指にはめる輪状の装身具。指環とも書き、指金(ゆびがね)、指嵌(ゆびはめ)、指巻(ゆびまき)などの語がある。英語のリング、正確にはフィンガー・リングfinger ringにあたる。フランス語では、純粋に装飾の目的でつける指輪をバーグbagueといい契約や象徴などの意味をもつ指輪をアノーanneauとよんで区別する。
[平野裕子]
日本では、すでに弥生(やよい)時代に用いられた形跡があり、小巻き貝やシカの角の指輪が発掘されている。古墳時代には渡来品と思われる青銅、銀、金銅の指輪がみられる。古代になると金銀、珠玉などを指に巻いて飾る指巻を用いていた(『和名抄(わみょうしょう)』による)。以後久しい間忘れられていた指輪は、ようやく江戸時代末期になると指金(ゆびがね)と称して一部の人が使い始める。広く一般化するのは明治以降で、日清(にっしん)戦争(1894~95)の終わりごろから流行した。

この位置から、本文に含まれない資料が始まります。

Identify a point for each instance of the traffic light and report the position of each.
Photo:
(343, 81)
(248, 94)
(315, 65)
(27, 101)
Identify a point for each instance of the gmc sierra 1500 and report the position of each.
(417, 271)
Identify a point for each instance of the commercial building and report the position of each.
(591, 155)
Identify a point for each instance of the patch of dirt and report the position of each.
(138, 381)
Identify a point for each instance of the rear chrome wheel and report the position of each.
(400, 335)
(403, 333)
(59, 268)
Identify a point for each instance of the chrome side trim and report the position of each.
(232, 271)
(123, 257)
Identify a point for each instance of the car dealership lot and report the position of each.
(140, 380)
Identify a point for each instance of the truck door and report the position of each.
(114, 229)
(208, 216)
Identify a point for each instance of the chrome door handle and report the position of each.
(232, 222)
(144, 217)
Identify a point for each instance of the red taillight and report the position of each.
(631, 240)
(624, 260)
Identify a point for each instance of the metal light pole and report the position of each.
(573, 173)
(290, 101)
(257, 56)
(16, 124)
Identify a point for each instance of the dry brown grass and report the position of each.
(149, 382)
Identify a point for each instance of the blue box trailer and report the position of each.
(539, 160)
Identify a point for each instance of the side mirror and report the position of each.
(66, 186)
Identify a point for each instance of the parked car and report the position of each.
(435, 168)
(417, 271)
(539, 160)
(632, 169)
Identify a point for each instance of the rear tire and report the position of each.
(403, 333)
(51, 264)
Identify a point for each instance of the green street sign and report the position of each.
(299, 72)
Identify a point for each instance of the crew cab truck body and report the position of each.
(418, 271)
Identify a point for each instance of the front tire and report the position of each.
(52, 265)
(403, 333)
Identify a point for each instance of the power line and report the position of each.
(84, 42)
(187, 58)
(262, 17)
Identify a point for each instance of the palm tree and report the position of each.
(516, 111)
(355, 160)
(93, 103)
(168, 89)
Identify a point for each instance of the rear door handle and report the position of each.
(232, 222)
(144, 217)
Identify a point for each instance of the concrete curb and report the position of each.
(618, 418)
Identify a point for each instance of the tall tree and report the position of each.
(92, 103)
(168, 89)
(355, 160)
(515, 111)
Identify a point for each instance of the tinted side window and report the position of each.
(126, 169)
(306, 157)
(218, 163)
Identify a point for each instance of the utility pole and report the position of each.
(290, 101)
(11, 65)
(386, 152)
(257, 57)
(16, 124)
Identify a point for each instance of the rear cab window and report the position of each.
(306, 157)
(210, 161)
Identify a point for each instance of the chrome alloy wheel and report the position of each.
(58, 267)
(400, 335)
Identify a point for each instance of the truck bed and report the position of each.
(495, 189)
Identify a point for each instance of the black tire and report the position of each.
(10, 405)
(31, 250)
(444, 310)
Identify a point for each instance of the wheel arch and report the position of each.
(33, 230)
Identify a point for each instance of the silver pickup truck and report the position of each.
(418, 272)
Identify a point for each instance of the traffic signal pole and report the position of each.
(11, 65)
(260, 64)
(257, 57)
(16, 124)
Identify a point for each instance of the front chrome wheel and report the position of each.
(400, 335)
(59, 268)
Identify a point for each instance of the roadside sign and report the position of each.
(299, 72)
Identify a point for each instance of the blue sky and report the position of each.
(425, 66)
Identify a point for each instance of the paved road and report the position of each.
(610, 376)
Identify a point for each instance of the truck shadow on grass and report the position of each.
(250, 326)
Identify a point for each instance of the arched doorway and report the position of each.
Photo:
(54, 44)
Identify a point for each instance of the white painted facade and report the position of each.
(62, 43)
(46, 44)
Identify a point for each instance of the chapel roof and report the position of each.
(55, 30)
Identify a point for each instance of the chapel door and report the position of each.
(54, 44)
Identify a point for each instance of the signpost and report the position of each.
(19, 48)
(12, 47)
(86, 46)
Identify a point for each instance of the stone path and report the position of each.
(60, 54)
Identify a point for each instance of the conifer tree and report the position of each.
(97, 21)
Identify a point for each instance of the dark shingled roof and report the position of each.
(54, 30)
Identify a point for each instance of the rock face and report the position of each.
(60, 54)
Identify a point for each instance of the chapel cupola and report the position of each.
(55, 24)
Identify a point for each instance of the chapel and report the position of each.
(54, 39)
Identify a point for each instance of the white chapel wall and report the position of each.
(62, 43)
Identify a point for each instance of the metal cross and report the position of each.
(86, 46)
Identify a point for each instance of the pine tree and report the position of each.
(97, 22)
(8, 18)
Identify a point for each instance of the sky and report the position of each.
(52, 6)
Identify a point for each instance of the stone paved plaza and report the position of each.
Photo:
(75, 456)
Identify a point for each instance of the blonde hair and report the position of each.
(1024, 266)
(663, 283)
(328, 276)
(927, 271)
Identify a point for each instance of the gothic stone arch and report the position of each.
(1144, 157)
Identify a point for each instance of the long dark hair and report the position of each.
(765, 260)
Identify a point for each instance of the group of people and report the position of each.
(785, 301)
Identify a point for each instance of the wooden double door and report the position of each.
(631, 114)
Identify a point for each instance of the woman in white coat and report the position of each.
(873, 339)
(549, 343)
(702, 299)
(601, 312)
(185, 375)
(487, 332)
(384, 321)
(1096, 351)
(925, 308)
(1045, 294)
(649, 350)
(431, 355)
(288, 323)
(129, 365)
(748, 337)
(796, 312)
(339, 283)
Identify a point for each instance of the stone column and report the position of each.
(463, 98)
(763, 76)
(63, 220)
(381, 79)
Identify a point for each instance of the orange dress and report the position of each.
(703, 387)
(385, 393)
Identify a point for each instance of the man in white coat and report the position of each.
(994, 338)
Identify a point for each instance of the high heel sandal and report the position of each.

西洋の指輪の起源は古代エジプト第18王朝期とされ、すでに金、青銅、ガラス、こはくなどでつくられていた。不死を象徴するスカラベ(聖なる甲虫(かぶとむし))の印章指輪が示すように、古代の指輪は装飾としてだけではなく、印章、あるいは魔除(まよ)けとしても使用されていた。指輪の形は一般に粗大で、台座の宝石は、碧玉(へきぎょく)、真珠、めのう、水晶などであった。
古代ギリシア・ローマでは蛇形のデザインが好まれた。ローマでは黄金の指輪が用いられたが、使用は身分によって細かく定められ、奴隷は指輪をはめることを禁じられていた。古代の指輪の用い方は、左手中指にはめる風習がエジプトにあり、中指は「指輪の指」とよばれていた。1本の指に二つ以上の指輪をはめたり、両手の数本の指に同時にはめたりすることも盛んに行われた。そしてローマ時代には親指にはめる奇風も生まれ、サム・リングthumb ringとよばれていた。
宝石装飾の全盛期であった15、16世紀のヨーロッパには、さまざまな指輪が登場した。印章、婚約、結婚、祈祷(きとう)、喪章、まじないなどの指輪がそれで、輪の内側に詩や句を刻んだポウジイ・リングposy ring(銘入り指輪)、ロケットや小形時計を台座に取り付けたものもあった。ほぼ古代と同様、女性だけでなく男性も用いたが、中指にはめない風習が13世紀ごろにみられる。全盛期を過ぎると、徐々に控えめになり、男性はあまり用いなくなる。近世になると、それまで粗大だった指輪の形は細くスマートになり、簡潔なデザインが多くなる。宝石の研磨技術が向上し、17世紀末期、多面体(ブリリアント)カットの完成はダイヤモンド・リングの地位を揺るぎないものにし、貴石の周囲に小粒ダイヤをちりばめたデザインが現れた。19世紀から20世紀にかけては、金銀のほかにプラチナが多く用いられるようになった。一方、合成宝石や人工宝石が大量に生産されるようになり、いわゆるイミテーション・リングとして広く一般化し、今日では日常でも欠かせない装身具となっている。
[平野裕子]
指輪の型には、全体がほぼ同じ幅のバンド型、輪に1個の宝石や装飾をつけたソリテール型、螺旋(らせん)状に指に巻き付けるスパイラル型、二つの輪を一か所で絡ませて一組にしたツインリング型、中が空洞になった膨らみのあるパフ型(ホロー・フィンガーともいう)などがある。そのほか小形時計つきのリング・ウォッチ、腕輪と鎖でつないだリング・ブレスレットなど。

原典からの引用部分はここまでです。